Sobre o aumento da taxa de ocupação dos leitos críticos, o presidente do Sindicato dos Médicos do RN, Geraldo Ferreira, afirmou em entrevista ao Agora RN que a causa para o problema foi o “fechamento dos leitos após a primeira onda da pandemia”, no ano passado, e não necessariamente por um aumento significativo de casos.
Questionado, Alexandre classificou a afirmação de Geraldo como oportunista. “O presidente do Sindicato dos Médicos está equivocado. Estamos vivendo uma segunda onda efetiva. A razão para isso não é porque fecharam leitos, as pessoas estão morrendo porque existe um número maior de contaminados diários e existe um número maior de pessoas precisando de socorro, porque não fazemos o dever de casa, que é controlar a pandemia”, retrucou o médico.
Ivermectina contra a Covid-19
Uma das medidas defendidas não só pelo Sindicato dos Médicos do RN, como pelo prefeito de Natal, Álvaro Dias (PSDB), é o tratamento contra a Covid-19 utilizando a ivermectina, mesmo após o fabricante do remédio declarar que o medicamento é ineficaz para esse fim. Marise considera irresponsável a promoção e distribuição da ivermectina pois, segundo ela, cria-se a ilusão de que a população está protegida quando, na verdade, não está.

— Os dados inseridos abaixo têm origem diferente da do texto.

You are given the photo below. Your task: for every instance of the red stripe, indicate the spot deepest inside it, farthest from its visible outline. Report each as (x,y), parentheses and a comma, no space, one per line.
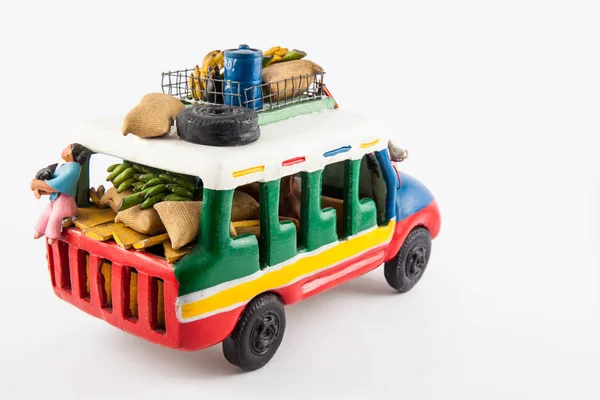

De acordo com Marise, uma prova de que a ivermectina não protege contra a Covid-19 é o fato de que mais de 90% dos pacientes internados com a doença em leitos de UTI no Rio Grande do Norte tomaram o medicamento de forma profilática ou logo após serem diagnosticados com o coronavírus.
Alexandre Motta acredita que defender o tratamento precoce com ivermectina quando não há eficácia comprovada é um comportamento repudiável. “Apontar coisas irrelevantes ou não verdadeiras é uma atitude que ajuda a negar a verdadeira dimensão da crise sanitária que vivemos”, disse.